I slapped it aside, a small Barrier encasing the explosion that followed inside its embrace, letting none of it escape. The Astartes leapt away from me, and I opened a portal behind him without him noticing.
He fell through, landing between his two writhing comrades, screaming as their flesh started melting off their bones, and their blood reached its boiling point. I stepped through the portal, letting space snap back together behind me.
He stiffened, whirling around to take in his changed surroundings the moment he landed, and I could see his gaze linger on his two comrades. The armless one fell silent first, twitching one final time, and the other one followed a few seconds later, the Blood Boil having burnt both his heart and brain well beyond repair.
“The Soul Flayer will ruin you for this,” he hissed, taking on a very stance while radiating a delightful mix of anger, hate, dread and desperation. He was not unlike a cornered beast.
“He will try,” I snorted, slamming him into the ground with a gesture. He tried to get up, but I pressed down on him with a continuous torrent of kinetic force. Ceramite cracked as he was pressed into the rockrete, then I upped the intensity and his armour shattered under the force. “And that’s that.”
I turned away from the pasted Space Marine, tugging on my mind-cores to feed me information on what my minions had been up to while I was occupied, and my eyebrow shot up to my hairline.
I Blinked over to Amberley and Cain, a wide grin stretching on my face as I looked down at the goddamn Carnifex and the retired Commissar standing above its corpse.

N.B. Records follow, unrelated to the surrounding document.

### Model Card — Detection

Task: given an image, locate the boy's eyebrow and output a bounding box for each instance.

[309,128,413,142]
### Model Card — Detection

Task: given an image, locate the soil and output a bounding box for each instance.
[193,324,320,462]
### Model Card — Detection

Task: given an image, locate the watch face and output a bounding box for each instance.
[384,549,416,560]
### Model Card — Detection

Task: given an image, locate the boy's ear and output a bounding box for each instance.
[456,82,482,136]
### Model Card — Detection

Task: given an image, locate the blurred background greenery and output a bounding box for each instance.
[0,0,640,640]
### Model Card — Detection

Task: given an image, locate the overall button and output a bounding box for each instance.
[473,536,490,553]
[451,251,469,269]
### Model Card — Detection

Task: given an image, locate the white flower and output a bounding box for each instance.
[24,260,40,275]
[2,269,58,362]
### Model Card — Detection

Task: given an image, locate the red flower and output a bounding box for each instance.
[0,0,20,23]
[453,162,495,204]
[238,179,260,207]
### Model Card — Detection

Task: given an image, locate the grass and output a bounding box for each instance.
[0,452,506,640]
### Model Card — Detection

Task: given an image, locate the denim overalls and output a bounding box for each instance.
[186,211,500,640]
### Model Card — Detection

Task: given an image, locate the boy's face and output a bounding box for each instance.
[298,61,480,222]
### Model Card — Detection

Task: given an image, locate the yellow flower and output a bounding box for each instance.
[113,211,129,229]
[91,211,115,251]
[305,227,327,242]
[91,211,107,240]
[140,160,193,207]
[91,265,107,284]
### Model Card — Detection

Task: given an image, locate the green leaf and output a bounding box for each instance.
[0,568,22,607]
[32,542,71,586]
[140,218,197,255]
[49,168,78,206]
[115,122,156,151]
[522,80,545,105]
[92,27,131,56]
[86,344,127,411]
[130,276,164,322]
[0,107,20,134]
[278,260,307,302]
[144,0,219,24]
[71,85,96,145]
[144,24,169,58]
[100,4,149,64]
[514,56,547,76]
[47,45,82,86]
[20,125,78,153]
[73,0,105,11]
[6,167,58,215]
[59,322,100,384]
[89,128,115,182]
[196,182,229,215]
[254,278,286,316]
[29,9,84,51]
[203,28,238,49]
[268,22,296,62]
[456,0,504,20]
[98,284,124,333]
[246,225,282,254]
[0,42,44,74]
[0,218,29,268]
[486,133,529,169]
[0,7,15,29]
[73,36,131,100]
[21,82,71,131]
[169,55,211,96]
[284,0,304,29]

“That still counts as one,” I noted with some amusement, making him jolt as if slapped. “How the hell did you stumble upon a Carnifex anyway? I didn’t feel any nearby.”
One of the Broodlords lay nearby, half its torso burnt away into nothingness, and what remained had been torn apart by what I assumed was a Chain Sword.
Amberley was enjoying herself quite a bit, tearing through the Genestealer swarm and the lesser Tyranids pouring out of a nearby tunnel, though she made an attempt to hide it.
“Beats me,” Cain finally answered, then gestured at the tunnel. “This worm-thing just burst out of the floor, and this thing followed behind it, leading the rest.”
Did one of those burrower things go bonkers and target the nearest non-Tyranid, while the rest of the frenzied Tyranids just followed in its wake? They certainly didn’t seem to be doing much in the way of strategy; hell, I saw them hitting each other with projectiles and blades as they tried to get at Amberley.
Oh well, they seemed to be handling themselves alright, so I wouldn’t interfere in their battle. Selene had already taken care of two more Broodlords and was making a beeline towards the last one in the nest.
I suppose that means I have the time to visit this supposed Soul Flayer and show him the error of his ways.